If we remove all electrons from a conductor, how can the positive charge rearrange itself? Explanations of conductors in electrostatics that I have encountered seem to describe positive charge spreading out, because you could say that lack of electrons can be thought of as abundance of protons (that in itself is not trivial to me- can any system of negative charges be replaced by another system of positive charges, creating identical field lines?).
If we theoretically removed all electrons from the conductor (this is theoretically possible, isn't it?) I would be left with a bunch of stationary positive charges (as the protons of the atoms) which are spread somewhat evenly across the volume of the conductor (and not the surface, as would have happened with mobile positive charges). As far as I know, this make electric field inside possible, which is not what textbooks and lectures indicate that happens.
What would happen in reality?
 A: You will not be able to remove all the electrons of any conductor no matter what kind... The removal of electrons from any conductor comes from the valence electrons of the atoms in particular from the one electron most weakly connected to the nucleus. 

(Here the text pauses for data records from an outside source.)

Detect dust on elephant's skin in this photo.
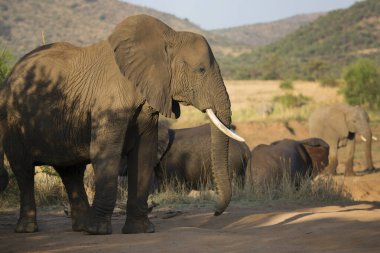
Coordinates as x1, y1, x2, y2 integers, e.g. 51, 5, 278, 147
250, 138, 329, 187
153, 124, 250, 190
309, 104, 375, 175
0, 15, 234, 234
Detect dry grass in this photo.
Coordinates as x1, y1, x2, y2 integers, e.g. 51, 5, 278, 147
166, 80, 345, 128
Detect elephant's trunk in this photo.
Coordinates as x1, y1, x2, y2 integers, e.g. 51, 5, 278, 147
204, 76, 234, 215
363, 130, 375, 170
210, 108, 232, 216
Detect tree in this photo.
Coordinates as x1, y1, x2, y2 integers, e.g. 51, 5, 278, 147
342, 58, 380, 109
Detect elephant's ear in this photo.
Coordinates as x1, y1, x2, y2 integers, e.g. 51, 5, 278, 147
300, 138, 330, 174
157, 123, 171, 162
108, 14, 180, 119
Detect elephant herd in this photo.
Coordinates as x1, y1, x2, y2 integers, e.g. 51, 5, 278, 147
0, 15, 376, 236
128, 103, 376, 195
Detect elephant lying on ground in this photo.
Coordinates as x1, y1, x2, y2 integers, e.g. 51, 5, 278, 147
0, 15, 244, 234
250, 138, 329, 187
309, 104, 375, 176
142, 124, 249, 190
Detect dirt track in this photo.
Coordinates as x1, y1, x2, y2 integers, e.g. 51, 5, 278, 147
1, 200, 380, 253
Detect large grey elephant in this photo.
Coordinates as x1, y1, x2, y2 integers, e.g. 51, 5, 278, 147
0, 15, 243, 235
309, 104, 375, 176
250, 138, 329, 187
152, 124, 250, 190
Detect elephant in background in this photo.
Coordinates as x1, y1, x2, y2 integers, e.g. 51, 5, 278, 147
250, 138, 329, 187
153, 124, 250, 190
309, 104, 375, 176
0, 15, 243, 234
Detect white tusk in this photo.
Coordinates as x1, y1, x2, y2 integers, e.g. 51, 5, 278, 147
206, 109, 245, 142
360, 135, 367, 142
372, 136, 378, 141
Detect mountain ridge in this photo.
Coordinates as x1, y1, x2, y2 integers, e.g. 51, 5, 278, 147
0, 0, 321, 60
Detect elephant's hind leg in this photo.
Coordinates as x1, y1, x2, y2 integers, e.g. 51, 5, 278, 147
5, 133, 38, 233
55, 165, 90, 231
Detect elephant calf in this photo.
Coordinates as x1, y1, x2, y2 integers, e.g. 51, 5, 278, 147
250, 138, 329, 187
153, 124, 250, 190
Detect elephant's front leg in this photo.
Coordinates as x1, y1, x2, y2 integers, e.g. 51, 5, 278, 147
84, 124, 126, 235
344, 139, 356, 176
122, 117, 158, 234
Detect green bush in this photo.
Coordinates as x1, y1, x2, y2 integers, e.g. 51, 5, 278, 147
279, 80, 294, 90
342, 58, 380, 109
0, 49, 13, 85
273, 93, 311, 108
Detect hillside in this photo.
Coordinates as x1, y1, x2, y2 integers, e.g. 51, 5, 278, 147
0, 0, 248, 58
211, 13, 323, 48
220, 0, 380, 80
0, 0, 320, 60
0, 0, 199, 56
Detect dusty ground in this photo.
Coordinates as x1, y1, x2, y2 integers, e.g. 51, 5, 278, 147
0, 202, 380, 253
1, 80, 380, 252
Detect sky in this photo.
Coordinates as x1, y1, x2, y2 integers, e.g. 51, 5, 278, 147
124, 0, 360, 30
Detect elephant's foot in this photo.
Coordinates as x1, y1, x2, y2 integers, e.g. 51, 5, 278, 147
83, 219, 112, 235
71, 209, 89, 232
344, 170, 356, 177
362, 167, 376, 174
72, 219, 86, 232
322, 168, 337, 176
83, 211, 112, 235
15, 217, 38, 233
122, 217, 155, 234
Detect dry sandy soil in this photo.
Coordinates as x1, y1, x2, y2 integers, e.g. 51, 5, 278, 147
1, 81, 380, 252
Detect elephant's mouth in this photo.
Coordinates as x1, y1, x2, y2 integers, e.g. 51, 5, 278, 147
206, 109, 245, 142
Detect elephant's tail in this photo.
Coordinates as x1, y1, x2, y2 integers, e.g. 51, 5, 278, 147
0, 134, 8, 192
0, 165, 9, 192
0, 94, 8, 192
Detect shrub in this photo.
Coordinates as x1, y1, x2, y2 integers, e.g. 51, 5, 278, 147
0, 49, 13, 85
279, 80, 294, 90
320, 76, 341, 87
342, 58, 380, 109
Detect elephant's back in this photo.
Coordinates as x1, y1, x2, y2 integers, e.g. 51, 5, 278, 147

As you keep going, removing more and more electrons from the conductor, I think you should reach a point on which, the conductor will break apart as far as the interatomic/molecular forces that keep their atoms/molecules together are overwhelmed by the coulombian force between the positive charges in this atoms/molecules.
A: If you suddenly removed all the electrons from a piece of material, or even just the valence electrons, you would be left with a huge concentration of positive ions in a small volume, which would exert a huge electrostatic repulsion on each other. Since you no longer have the bonding influence of the electrons to counteract this repulsion, the material would blast apart, in very short order, in a process that's known as a Coulomb explosion.
To put some numbers into things, suppose that you have one cubic millimeter of iron, and you suddenly remove one electron per atom. This turns out to be about $0.00014\:\mathrm{mol}$ of iron, but because Avogadro's number is so huge, that's about $8.491\times 10^{19}$ electrons, and a corresponding charge of about $13.6\:\rm C$ in the sphere, an electrostatic charge distribution that holds about $1.6\times 10^{15}\:\rm J$ of energy, or about $385$ kilotons of TNT, i.e. about twenty times bigger than the explosion that flattened Hiroshima.
(And, obviously, that's the amount of energy that you will need to put in to be able to suddenly remove all of those electrons. In more human terms, that's a $1\:\rm GW$ power station running nonstop for 18 days. And, as mentioned in the comments, this amount of energy represents about twenty times more than the original rest mass of the iron.)
That said, if you scale things down significantly, then Coulomb explosions can become quite reasonable things and indeed important research tools. Normally you do this with small(ish) molecules and atomic clusters (so, from a few to a few hundred atoms), where you have a few hundred electrons or so (instead of tens of quintillions), and you remove them with a high-intensity, high-photon-energy beam coming from a free-electron laser (FEL). In the process you might then get single-molecule x-ray diffraction spectra, information about the initial structure from where the atoms flew off to after the explosion, or you might just learn about the physics of the ionization and explosion processes. For a nice overview, see these slides by Christoph Bostedt, or the papers in this google search.
A: The key to the answer is where you equate a lack of electrons with an abundance of protons. That is a very misleading analogy. The correct analogy is actually to equate electrons (carriers of a negative charge) with holes (which is the absence of an electron where one should be. Holes are positively charged).
Protons are fixed in place (at least in a solid, and if you ignore Brownian motion and the like). They are "frozen" into the nucleus of each atom.
One gram of copper, or one centimeter of copper wire, contains a specific number of atoms, and therefore a specific number of protons, and that doesn't change no matter what.
Now in a neutral substance, there is one electron for each proton on average. Individual atoms can lose one electron, or even two, and that makes them positive ions. However, when that happens, these ions have a strong attractive force on electrons. Removing the first electron from a neutral atom tends to be easy (in a conductor). Removing a second one becomes more difficult, and removing a third electron, or even more, becomes incrementally more difficult, and eventually impossible simply because the atom becomes more and more positively charged, and therefore attractive to electrons.
But hypothetically assume that you could remove all electrons from your conductor, and you could prevent electrons from the surrounding air to get back in. The first thing that would happen is that all the remaining atomic nuclei would repel each other. Your conductor would disintegrate (probably with a huge explosion).
Now if you could prevent that, too, you still couldn't have an electric field. An electric field exists between two charges. An electron does not "have" an electric field. A proton does not have an electric field.
So if you could remove all electrons from a conductor (which you can't), and could prevent it from flying apart (which you can't), there would be nothing left that could generate an electric field.